Hallo in die Runde, 

mein 2007er Meta 5.5 soll einen neuen Dämpfer erhalten. Momentan ist ein "gepushter" 200mm Fox RP3 mit kleiner Kammer und 50mm Hub verbaut.

Ersetzt werden soll er durch einen 200mm Fox RP23 mit 57mm Hub. Optional wieder "gepusht". Platz für den Mehrhub ist genug da, das habe ich schon geprüft.

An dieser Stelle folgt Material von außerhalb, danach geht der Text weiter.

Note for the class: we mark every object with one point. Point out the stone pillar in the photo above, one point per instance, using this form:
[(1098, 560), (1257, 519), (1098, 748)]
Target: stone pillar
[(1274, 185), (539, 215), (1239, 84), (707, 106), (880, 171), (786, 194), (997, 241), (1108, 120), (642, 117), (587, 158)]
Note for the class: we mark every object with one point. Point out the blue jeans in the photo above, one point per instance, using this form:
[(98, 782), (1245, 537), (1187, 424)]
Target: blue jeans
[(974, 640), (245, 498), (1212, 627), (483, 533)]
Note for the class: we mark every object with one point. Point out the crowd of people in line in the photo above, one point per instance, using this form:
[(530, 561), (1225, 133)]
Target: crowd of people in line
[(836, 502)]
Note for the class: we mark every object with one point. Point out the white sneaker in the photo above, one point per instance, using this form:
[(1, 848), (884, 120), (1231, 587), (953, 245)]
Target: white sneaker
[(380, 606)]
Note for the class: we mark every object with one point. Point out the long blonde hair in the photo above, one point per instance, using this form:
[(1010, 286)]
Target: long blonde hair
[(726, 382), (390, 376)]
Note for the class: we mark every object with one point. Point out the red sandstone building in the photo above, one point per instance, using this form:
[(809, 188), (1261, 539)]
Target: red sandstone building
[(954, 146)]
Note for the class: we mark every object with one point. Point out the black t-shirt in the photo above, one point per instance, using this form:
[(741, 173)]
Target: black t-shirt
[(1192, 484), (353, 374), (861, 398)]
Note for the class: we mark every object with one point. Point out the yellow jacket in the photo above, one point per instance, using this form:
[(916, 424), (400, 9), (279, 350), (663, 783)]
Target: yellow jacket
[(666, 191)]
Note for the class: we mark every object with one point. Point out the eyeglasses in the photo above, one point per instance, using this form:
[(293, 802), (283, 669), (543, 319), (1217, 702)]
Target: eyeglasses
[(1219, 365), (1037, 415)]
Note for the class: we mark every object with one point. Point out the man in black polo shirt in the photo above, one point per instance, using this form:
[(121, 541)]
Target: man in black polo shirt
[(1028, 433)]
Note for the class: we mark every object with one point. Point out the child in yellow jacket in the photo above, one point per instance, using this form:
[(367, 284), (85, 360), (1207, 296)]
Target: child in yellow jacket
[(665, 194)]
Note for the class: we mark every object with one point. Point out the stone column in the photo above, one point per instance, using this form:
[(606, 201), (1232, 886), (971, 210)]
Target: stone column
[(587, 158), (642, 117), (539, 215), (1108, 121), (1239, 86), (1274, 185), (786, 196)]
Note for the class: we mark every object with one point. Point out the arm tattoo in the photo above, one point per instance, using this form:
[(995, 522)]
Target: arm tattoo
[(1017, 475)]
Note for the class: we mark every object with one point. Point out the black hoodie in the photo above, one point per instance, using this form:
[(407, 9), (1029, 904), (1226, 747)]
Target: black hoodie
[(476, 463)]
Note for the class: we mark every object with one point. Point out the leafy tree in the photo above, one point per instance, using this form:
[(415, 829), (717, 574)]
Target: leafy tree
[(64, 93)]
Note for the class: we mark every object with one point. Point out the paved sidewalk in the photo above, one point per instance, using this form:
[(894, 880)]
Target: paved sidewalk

Welche Luftkammergröße und welches Shim-Setup ist denn empfohlen? Gibt es Erfahrungen? Mittlerweile werden die Metas ja mit großer Luftkamm ausgeliefert, oder?  

Danke für jede Hilfe!
Gruß Kai


----------



## adrenalinmachin (19. Januar 2011)

Ich würde die gleichen Empfehlungen beachten, wie sie fürs Meta 6 gelten.
Hat ja den gleichen Hinterbau und Hebel.

Bei meinem Meta 5 Carbon habe ich den RP 2 mit grosser Kammer und harter original Fox Druck- und Zugstufe drin (57mm hub).
Funzt meiner Meinung nach sehr gut.
Schön straff beim Bergauffahren (Plattform eingeschaltet).
Straff aber trotzdem sensibel beim Runterfahren.
Zudem bietet der Dämpfer gute Reserven bei hohen Sprüngen.
Je schneller das Bike bewegt wird, desto besser passt das Setup.
Ich denke mit mittlerer Druckstufe und harter Plattform würde es auch noch sehr gut passen.


----------



## MTB-News.de




----------



## Deleted 28330 (20. Januar 2011)

da hätte ich mal eine gegenfrage.

ich habe auch ein meta 5.5 2007 mit einem 2009-er rp23 (50 mm hub). ich musste den rp23 von 2007 auf 2009 tauschen, da der dämpfer null druckstufe hatte. der 2009-er ist von der druckstufe her deutlich besser, dennoch gibt es meiner meinung nach zu wenig reserven, auch für ein bike dieser klasse.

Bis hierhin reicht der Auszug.